Mortgage approvals in October dropped by more than a half compared with the previous year, according to the British Bankers' Association.
The amount of mortgages approved in October was less than half the figure for the same month last year, the British Bankers' Association (BBA) has revealed.
There were 21,584 approvals last month, 53 percent down from October 2007 and 1,799 less than in September. Net mortgage lending by the country's biggest banks rose by £2.9 billion, less than the previous month's figure of £3.5 billion and also short of the previous six month average of £3.9 billion.

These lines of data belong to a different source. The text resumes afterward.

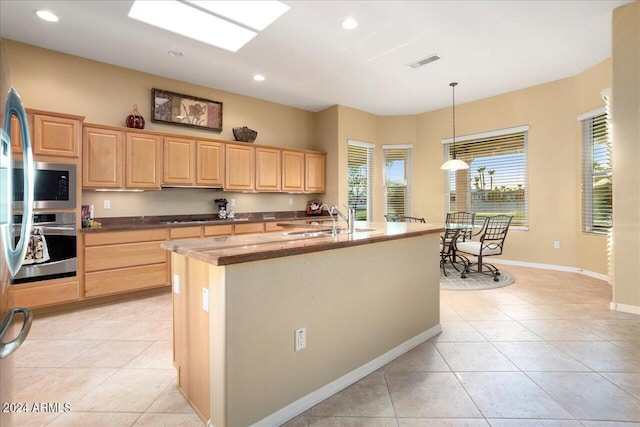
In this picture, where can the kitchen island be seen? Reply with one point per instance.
(362, 299)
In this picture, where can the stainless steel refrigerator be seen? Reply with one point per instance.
(15, 322)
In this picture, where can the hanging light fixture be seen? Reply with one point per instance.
(454, 164)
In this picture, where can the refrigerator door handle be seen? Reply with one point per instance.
(15, 257)
(7, 348)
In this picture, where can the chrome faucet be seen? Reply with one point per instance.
(349, 218)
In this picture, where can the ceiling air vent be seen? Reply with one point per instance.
(425, 61)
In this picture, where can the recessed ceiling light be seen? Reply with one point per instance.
(349, 23)
(253, 14)
(47, 16)
(188, 21)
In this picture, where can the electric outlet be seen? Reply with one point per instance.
(176, 284)
(300, 339)
(205, 299)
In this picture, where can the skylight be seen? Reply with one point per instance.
(253, 14)
(188, 21)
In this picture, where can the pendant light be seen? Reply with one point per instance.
(454, 164)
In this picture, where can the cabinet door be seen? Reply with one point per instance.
(240, 168)
(209, 163)
(56, 136)
(179, 161)
(102, 158)
(315, 172)
(143, 161)
(268, 169)
(292, 171)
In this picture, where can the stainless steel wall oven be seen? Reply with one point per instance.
(52, 247)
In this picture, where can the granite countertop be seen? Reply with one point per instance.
(254, 247)
(147, 222)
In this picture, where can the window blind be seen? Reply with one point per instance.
(496, 181)
(360, 178)
(597, 185)
(397, 180)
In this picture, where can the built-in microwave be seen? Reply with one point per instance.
(55, 186)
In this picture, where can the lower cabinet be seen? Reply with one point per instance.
(124, 261)
(45, 293)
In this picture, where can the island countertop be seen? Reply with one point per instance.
(253, 247)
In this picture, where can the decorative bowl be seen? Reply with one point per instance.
(244, 134)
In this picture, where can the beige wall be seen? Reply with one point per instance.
(626, 157)
(105, 94)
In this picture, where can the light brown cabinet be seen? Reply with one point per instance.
(143, 161)
(124, 261)
(240, 169)
(121, 160)
(56, 136)
(102, 158)
(179, 161)
(292, 171)
(268, 169)
(210, 163)
(315, 172)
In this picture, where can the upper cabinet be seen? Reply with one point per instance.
(143, 161)
(102, 158)
(121, 160)
(268, 169)
(210, 163)
(179, 161)
(315, 176)
(240, 170)
(293, 171)
(52, 134)
(56, 136)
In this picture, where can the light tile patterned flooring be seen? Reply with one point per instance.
(545, 351)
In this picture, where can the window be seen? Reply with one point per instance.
(496, 181)
(360, 178)
(397, 179)
(597, 188)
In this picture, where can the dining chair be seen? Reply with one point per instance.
(490, 242)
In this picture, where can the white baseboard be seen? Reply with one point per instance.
(310, 400)
(554, 267)
(625, 308)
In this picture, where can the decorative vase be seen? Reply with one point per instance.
(244, 134)
(135, 119)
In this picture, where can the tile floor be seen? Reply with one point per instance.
(545, 351)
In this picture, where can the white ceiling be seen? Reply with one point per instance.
(310, 62)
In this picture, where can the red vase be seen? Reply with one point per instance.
(135, 119)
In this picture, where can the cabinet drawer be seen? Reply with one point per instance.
(185, 232)
(256, 227)
(272, 226)
(115, 237)
(124, 280)
(118, 256)
(218, 230)
(40, 296)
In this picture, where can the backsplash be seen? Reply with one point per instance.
(189, 201)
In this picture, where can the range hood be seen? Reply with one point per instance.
(212, 187)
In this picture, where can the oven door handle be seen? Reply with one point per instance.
(7, 348)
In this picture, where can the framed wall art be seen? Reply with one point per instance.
(185, 110)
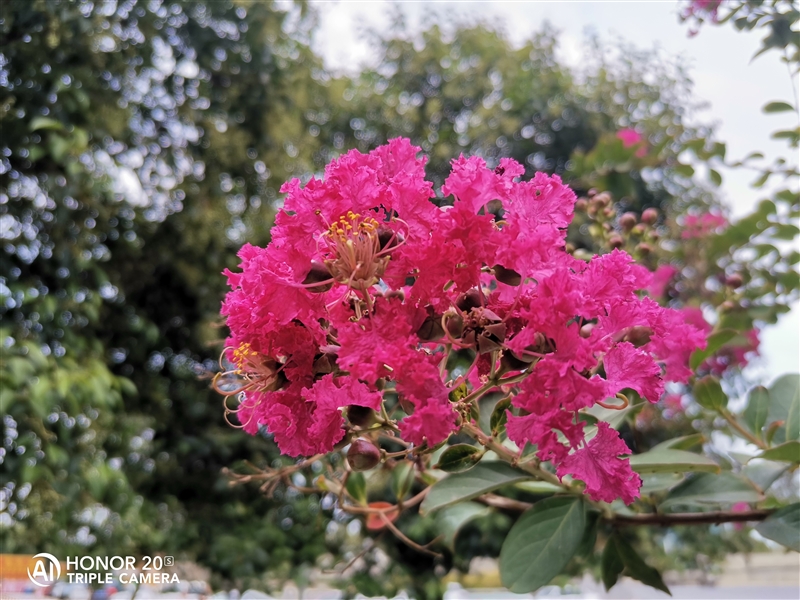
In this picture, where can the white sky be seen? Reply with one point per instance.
(719, 60)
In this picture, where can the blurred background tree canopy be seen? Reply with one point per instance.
(142, 144)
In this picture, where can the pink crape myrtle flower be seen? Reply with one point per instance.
(631, 138)
(368, 285)
(699, 226)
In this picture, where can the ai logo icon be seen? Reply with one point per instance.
(46, 571)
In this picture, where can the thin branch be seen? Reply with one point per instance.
(668, 520)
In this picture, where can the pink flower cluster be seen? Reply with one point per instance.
(699, 226)
(368, 284)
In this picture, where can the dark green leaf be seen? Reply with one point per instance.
(482, 478)
(638, 569)
(357, 487)
(451, 519)
(459, 458)
(611, 564)
(786, 452)
(402, 479)
(785, 406)
(764, 473)
(708, 393)
(755, 413)
(783, 527)
(541, 543)
(715, 341)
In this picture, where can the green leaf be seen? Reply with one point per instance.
(658, 482)
(611, 564)
(402, 479)
(787, 452)
(539, 487)
(706, 488)
(636, 568)
(778, 107)
(589, 541)
(357, 487)
(666, 460)
(458, 458)
(708, 393)
(541, 543)
(755, 413)
(785, 406)
(499, 416)
(686, 442)
(764, 473)
(783, 527)
(715, 341)
(451, 519)
(481, 479)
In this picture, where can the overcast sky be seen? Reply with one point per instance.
(720, 64)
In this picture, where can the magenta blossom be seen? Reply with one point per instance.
(368, 287)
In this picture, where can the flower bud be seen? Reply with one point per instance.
(469, 300)
(734, 281)
(603, 199)
(363, 455)
(507, 276)
(650, 216)
(627, 221)
(318, 273)
(431, 328)
(360, 416)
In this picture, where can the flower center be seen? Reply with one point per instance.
(354, 243)
(259, 372)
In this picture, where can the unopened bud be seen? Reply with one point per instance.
(363, 455)
(734, 281)
(360, 416)
(507, 276)
(650, 216)
(627, 221)
(469, 300)
(603, 199)
(431, 328)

However, despite the gloom, the BBA's statistics director David Dooks said the banks had been making efforts to remedy the situation. He revealed that they provided two thirds of all new mortgages, amounting to almost £12 billion, and had helped non-financial companies and financial intermediaries.

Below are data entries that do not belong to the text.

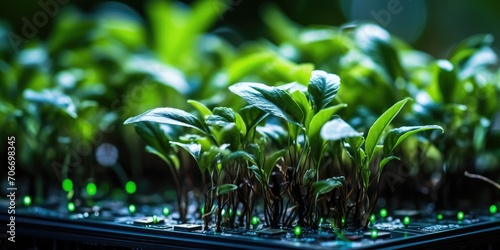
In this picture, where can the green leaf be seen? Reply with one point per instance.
(398, 135)
(376, 43)
(239, 155)
(377, 129)
(204, 111)
(386, 160)
(53, 98)
(322, 88)
(226, 188)
(155, 135)
(315, 126)
(325, 186)
(338, 129)
(272, 100)
(193, 149)
(447, 79)
(252, 116)
(171, 116)
(308, 176)
(221, 117)
(271, 162)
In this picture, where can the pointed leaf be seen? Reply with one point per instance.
(323, 87)
(377, 129)
(271, 162)
(338, 129)
(171, 116)
(325, 186)
(204, 111)
(272, 100)
(226, 188)
(386, 160)
(398, 135)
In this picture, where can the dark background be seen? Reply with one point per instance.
(431, 26)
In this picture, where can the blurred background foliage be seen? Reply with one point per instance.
(69, 80)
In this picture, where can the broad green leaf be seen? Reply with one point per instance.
(237, 155)
(325, 186)
(271, 100)
(398, 135)
(226, 188)
(155, 135)
(447, 80)
(376, 43)
(221, 116)
(193, 149)
(271, 162)
(386, 160)
(252, 116)
(171, 116)
(377, 129)
(338, 129)
(308, 176)
(204, 111)
(323, 87)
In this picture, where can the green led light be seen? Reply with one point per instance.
(130, 187)
(91, 189)
(131, 208)
(67, 185)
(27, 200)
(255, 220)
(166, 211)
(383, 212)
(71, 206)
(297, 230)
(406, 221)
(493, 209)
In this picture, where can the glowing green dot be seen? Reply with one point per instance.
(406, 221)
(27, 200)
(91, 189)
(297, 230)
(71, 206)
(130, 187)
(67, 185)
(255, 220)
(440, 216)
(493, 209)
(166, 211)
(131, 208)
(383, 212)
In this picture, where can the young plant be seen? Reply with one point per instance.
(370, 160)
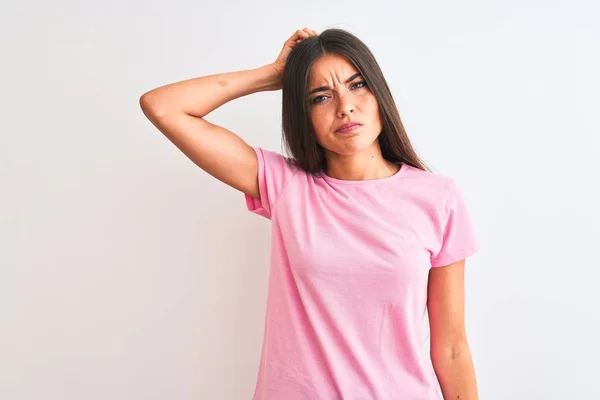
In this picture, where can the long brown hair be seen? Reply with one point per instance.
(298, 133)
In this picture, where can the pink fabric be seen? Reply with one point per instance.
(348, 277)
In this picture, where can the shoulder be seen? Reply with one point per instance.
(434, 184)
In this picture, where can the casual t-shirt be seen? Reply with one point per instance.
(347, 290)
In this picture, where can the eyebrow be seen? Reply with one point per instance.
(323, 88)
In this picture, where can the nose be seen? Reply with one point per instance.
(345, 105)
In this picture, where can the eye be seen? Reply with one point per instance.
(314, 100)
(362, 84)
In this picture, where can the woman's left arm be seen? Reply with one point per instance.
(449, 350)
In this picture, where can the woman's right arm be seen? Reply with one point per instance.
(177, 110)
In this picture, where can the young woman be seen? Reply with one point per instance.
(365, 237)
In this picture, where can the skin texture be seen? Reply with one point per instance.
(355, 155)
(449, 350)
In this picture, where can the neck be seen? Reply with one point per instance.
(365, 165)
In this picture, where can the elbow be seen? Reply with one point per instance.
(150, 105)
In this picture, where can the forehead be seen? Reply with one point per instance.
(331, 66)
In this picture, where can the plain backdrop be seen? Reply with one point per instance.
(129, 273)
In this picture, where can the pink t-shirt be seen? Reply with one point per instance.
(347, 287)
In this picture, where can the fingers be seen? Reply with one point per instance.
(302, 34)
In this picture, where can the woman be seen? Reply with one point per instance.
(365, 238)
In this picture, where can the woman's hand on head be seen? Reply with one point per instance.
(298, 36)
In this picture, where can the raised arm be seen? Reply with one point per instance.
(178, 111)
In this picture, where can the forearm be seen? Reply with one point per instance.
(456, 374)
(199, 96)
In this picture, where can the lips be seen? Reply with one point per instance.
(348, 127)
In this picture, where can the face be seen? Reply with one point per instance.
(337, 95)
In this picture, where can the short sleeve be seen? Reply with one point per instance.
(274, 173)
(458, 240)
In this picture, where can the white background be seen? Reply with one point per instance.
(129, 273)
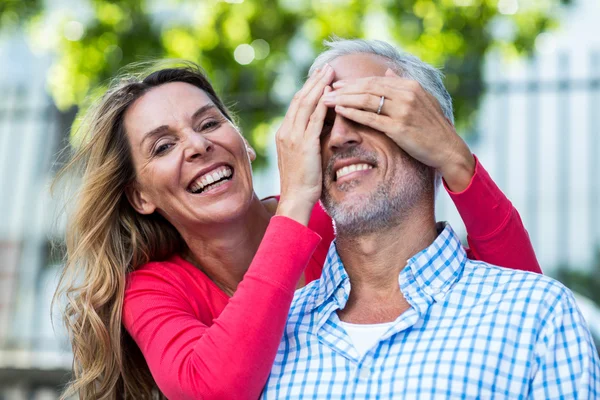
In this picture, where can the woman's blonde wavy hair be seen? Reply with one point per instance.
(106, 238)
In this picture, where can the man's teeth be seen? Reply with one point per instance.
(348, 169)
(210, 178)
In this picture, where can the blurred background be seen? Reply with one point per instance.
(524, 75)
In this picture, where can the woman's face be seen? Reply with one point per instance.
(192, 165)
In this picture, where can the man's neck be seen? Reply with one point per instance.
(224, 251)
(373, 263)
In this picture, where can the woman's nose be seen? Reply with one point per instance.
(197, 145)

"That support, together with lower interest rates, will feed through to lending and yesterday's Pre-Budget Report measures will help consumer demand," he said. "Comparison of current lending levels with last year is obscured by the very different economic conditions that exist now, reflecting a much reduced appetite for borrowing."
The fact that approval levels were down came as little surprise to Oliver Gilmartin, a senior economist at the Royal Institution of Chartered Surveyors. He said that for the market to recover, his organisation's proposed tax-free saving scheme for first-time buyer deposits should be considered as "one of several steps".